First, Jadakiss responded to Cam'ron's remark before performing "Welcome to New York City" that the Lox did not have a New York record that could not beat it. Jadakiss responded with his verse in Ja Rule's "New York" that also featured Fat Joe, who was in attendance. Jadakiss also performed the verse when Fat Joe and Ja Rule faced each other in the subsequent Verzuz at the same venue.

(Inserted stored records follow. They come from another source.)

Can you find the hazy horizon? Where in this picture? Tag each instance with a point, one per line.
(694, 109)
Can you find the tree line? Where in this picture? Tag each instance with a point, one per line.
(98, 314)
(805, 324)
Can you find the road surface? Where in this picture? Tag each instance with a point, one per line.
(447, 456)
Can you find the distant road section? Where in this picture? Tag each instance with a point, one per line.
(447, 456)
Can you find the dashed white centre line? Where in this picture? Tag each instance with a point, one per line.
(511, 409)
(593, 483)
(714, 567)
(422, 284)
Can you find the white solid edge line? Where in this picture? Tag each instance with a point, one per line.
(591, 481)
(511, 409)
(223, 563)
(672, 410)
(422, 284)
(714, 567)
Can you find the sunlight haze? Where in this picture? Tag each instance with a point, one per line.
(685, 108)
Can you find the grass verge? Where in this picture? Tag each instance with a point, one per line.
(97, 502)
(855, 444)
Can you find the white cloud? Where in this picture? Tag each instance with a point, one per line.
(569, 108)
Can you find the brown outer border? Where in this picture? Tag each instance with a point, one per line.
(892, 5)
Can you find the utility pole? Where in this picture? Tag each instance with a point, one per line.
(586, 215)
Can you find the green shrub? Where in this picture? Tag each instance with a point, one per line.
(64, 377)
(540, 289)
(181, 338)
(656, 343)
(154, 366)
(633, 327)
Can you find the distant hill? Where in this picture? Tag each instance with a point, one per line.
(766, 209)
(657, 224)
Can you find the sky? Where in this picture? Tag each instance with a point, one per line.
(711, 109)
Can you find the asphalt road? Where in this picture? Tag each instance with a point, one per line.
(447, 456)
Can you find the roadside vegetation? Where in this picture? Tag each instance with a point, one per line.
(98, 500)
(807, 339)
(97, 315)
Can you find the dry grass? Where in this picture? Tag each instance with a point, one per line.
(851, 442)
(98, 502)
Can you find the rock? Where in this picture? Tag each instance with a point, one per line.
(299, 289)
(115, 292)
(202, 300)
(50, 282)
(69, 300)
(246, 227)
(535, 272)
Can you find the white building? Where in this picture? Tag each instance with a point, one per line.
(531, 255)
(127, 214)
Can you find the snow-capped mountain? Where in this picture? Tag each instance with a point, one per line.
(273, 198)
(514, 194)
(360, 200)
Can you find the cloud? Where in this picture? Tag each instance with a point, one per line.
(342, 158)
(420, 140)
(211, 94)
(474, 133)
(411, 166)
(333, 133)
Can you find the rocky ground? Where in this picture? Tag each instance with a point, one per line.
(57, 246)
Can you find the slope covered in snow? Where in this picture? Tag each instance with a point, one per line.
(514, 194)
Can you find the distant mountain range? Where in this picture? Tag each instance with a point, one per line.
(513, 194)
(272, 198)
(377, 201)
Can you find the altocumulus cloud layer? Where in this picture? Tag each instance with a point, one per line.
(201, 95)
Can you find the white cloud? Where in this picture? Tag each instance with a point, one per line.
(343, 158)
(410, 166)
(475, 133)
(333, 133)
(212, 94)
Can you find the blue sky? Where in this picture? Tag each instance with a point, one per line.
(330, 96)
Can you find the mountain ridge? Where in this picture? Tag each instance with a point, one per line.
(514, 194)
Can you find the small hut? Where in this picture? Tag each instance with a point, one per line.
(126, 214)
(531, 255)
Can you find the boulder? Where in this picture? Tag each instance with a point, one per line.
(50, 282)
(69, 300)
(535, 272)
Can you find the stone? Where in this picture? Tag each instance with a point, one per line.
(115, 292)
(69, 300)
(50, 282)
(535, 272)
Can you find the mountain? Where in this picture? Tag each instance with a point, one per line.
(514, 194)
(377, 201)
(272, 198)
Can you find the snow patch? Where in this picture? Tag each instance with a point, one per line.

A Juelz Santana jab after Cam'ron's "Hey Ma" that the Lox had no records for female fans was then responded to with a medley that included "Ryde or Die, Bitch" featuring Eve followed by remixes featuring them of Mariah Carey's "Honey", Jennifer Lopez's "Jenny from the Block" and Mary J. Blige's "Family Affair", plus Sheek Louch's "Good Love" and Jadakiss' "Knock Yourself Out". Styles P also shouted out incarcerated ByrdGang member Max B – who Jim Jones had an ongoing feud with – before performing his verses in Akon's "Locked Up".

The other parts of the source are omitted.